Выбрать главу

А на фронте я не упустил ни одного момента, ни разу не опоздал с тем или другим решением. Я видел, словно провидение, где будет то, где станется это, — за сутки знал, что и как обернется. И, не теряясь, как только мне такое знание открывалось в очередной раз, спешил с силами к слабому месту, и положение разорванных частей налаживалось. Был момент, когда я ослаб, упал в овраге, изнемогая. Помню: ко мне подбегают с потерянными лицами люди, жизни которых зависели от меня, только от меня и более ни от кого, лишь от меня. Окровавленные, бледные, спрашивая, что делать... У меня не было сил говорить. Я из последних остатков энергии лишь махал рукой в том или другом направлении, и люди двигались по этой указке, и дело делалось. И вдруг я вспомнил свою жену, свою крошку... Я воспрянул. Откуда и силы взялись, словно бы я Антей, а земля меня своими токами напитала, пока я лежал, припав к ней, родимой. Сознание прояснилось. В один миг я постиг ситуацию и выбрал уязвимое место в атаке противника. Я понял: вот здесь, на этом взгорке, если поставить пулемет, бой будет за нами. Трижды уходили под огнем мои бойцы к комиссару за пулеметом, и все трое смельчаков были скошены... И воскликнул я тогда громоподобно, обращаясь к самому святому для меня на тот час жизни, к любви моей: помоги! И сам комиссар Светов, словно бы получив мое соображение через мертвое пространство, миллион раз прошитое пулями, сам Светов притащил пулемет. Израненный упал в овражек, а «максимка» заговорил по-своему, на своем свинцовом языке, и этими безапелляционными переговорами решил участь боя нашей победой.

А под Кипенью меня контузило. После госпиталя я был членом военной секции 2‑го городского района, а затем по направлению Совета в связи с ухудшением здоровья заведовал сапожной мастерской гарнизона. Чувствовал я себя скверно. Постоянные головные боли изматывали. К концу дня я снопом валился. Но вида не подавал и никогда даже не охнул в присутствии моей Софочки. Я старался, чтоб моей жене и моей родившейся недавно доченьке жилось легче. Я знал, что я должен именно этим и так отвечать за спасение свое и военную удачу. И я все свое терпение, все силы души бросил на алтарь Святой Любви... Я вынес все боли и немочи. И времена стали улучшаться. Я окреп и решил пойти в Моракадемию или же в штаб Флота. Причем в академию я поступил — это случилось около 1 марта, — стал серьезно учиться. Но слишком большие потери сил, связанные с тяжелейшей контузией, вскорости дали знать. Боли в голове вернулись. А с ними возобновились и семейные недоразумения.

Из академии меня уволили, и я пошел заниматься в Гидрографическое училище. Но увы! И это учебное заведение не суждено мне было закончить. Участившиеся постоянные упреки в нехватке денег совершенно не способствовали нормальным занятиям в училище. А тут еще появился, как сказал Светов, друг дома Стаканов.

Светов приехал в Питер вместе с Марусей. Они к тому времени обосновались в Кронштадте и предприняли попытку перетащить на Котлин и наше семейство. Софка и слушать о том не желала. Светов и Маруся на том и отбыли. А я 15 марта 1920 года, оставив училище и всякую надежду получить хоть какое-то образование, пошел начальником команды первого разведгидроотряда.

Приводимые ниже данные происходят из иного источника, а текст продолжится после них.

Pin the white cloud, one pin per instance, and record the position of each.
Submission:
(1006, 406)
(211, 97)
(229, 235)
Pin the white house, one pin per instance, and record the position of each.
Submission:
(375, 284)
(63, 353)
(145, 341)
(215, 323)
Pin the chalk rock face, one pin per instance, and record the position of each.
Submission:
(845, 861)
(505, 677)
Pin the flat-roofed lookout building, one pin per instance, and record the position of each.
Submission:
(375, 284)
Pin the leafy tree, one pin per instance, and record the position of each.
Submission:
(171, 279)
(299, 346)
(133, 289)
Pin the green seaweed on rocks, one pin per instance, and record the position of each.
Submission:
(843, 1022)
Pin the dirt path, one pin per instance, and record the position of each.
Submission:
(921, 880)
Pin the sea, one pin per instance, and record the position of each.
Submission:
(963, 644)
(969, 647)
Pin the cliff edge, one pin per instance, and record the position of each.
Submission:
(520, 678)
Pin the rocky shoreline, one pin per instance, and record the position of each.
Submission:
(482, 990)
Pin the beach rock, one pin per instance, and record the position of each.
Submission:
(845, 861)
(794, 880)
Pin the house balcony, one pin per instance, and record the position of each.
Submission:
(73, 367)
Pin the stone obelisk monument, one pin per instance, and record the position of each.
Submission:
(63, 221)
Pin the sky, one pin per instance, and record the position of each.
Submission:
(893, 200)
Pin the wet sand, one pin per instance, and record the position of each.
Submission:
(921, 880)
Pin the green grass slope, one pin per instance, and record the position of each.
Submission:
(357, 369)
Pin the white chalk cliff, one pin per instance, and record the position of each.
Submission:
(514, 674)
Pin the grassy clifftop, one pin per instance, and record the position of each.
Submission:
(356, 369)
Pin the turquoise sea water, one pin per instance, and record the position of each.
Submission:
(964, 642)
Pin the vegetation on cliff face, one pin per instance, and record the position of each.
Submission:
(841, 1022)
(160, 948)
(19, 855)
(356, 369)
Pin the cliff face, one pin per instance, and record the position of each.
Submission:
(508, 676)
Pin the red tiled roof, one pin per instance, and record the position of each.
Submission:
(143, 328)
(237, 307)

Пребывание в этой должности совпало с кошмаром семейного бытия. За год жизни с того момента я познал в равной мере и безумие ревности, и горечь нелюбви со стороны Софочки, и мысли о покушении на «друга семьи», и мечту о самоубийстве... Все, все, что может ждать и о чем думать сорвавшийся с жизненных якорей человек...

С 28 февраля по 18 марта в Кронштадте антисоветский мятеж, подготовленный эсерами, анархией и меньшевизмом, связанными с интервентом. Светов был в это время в Москве. 1 марта он прибыл в составе трех сотен делегатов в Питер, и я оказался в частях Красной Армии, которые повели на подавление заговора прибывшие из Москвы партийцы. Через пару-тройку дней Кронштадт был снова наш. Там же я остался, там же был назначен членом Воентрибунала, помвоенследователем.